Ironi Jenderal Polisi Terseret Narkoba
Mengancam soliditas institusi Polri. Semakin menyulitkan Polri mengembalikan kepercayaan publik
SinPo.id - Jenderal Listyo Polisi Sigit Prabowo, Jumat 14 Oktober 2022 kemarin tegas menyatakan akan menerbitkan telegram atau TR rahasia, berisi pembatalan pengangkatan Inspektur Jenderal (Irjen) Teddy Minahasa sebagai Kepala Kepolisian Daerah Jawa Timur. Teddy rencananya akan menggantikan Irjen Nico Afinta sebagai Semeru 1, sebuah istilah jabatan tertinggi kepolisian di Jatim, usai petaka stadion Kanjuruhan Malang.
Sigit mengatakan pembatalan pengangkatan sebagai Kapolda Jatim lantaran Teddy terseret kasus narkoba. "Terkait dengan posisi Irjen Pol TM yang kemarin baru saja kita keluarkan TR untum Polda Jatim. Hari ini akan segera keluarkan TR pembatalan untuk diganti pejabat yang baru," ujar Sigit di Mabes Polri.
Teddy Minahasa ditetapkan sebagai terduga pelanggar atas kasus narkotika dan sudah ditempatkan di tempat khusus (Patsus) guna proses hukum lebih lanjut.
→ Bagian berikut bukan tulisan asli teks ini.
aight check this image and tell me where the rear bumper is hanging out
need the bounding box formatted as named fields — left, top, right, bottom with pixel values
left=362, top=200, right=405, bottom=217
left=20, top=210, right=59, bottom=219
“Irjen TM dinyatakan sebagai terduga pelanggar, dan sudah dilakukan penempatan khusus,” ujar Sigit menambahkan.
Padahal keputusan pengangkatan Teddy sebagai Kapolda Jatim sebelumnya tertuang dalam Telegram Nomor: Kep/1386/X/2022/Tanggal10-10-2022, tentang Pemberhentian dari dan Pengangkatan dalam Jabatan di Lingkungan Polri, Senin 10 Oktober 2022.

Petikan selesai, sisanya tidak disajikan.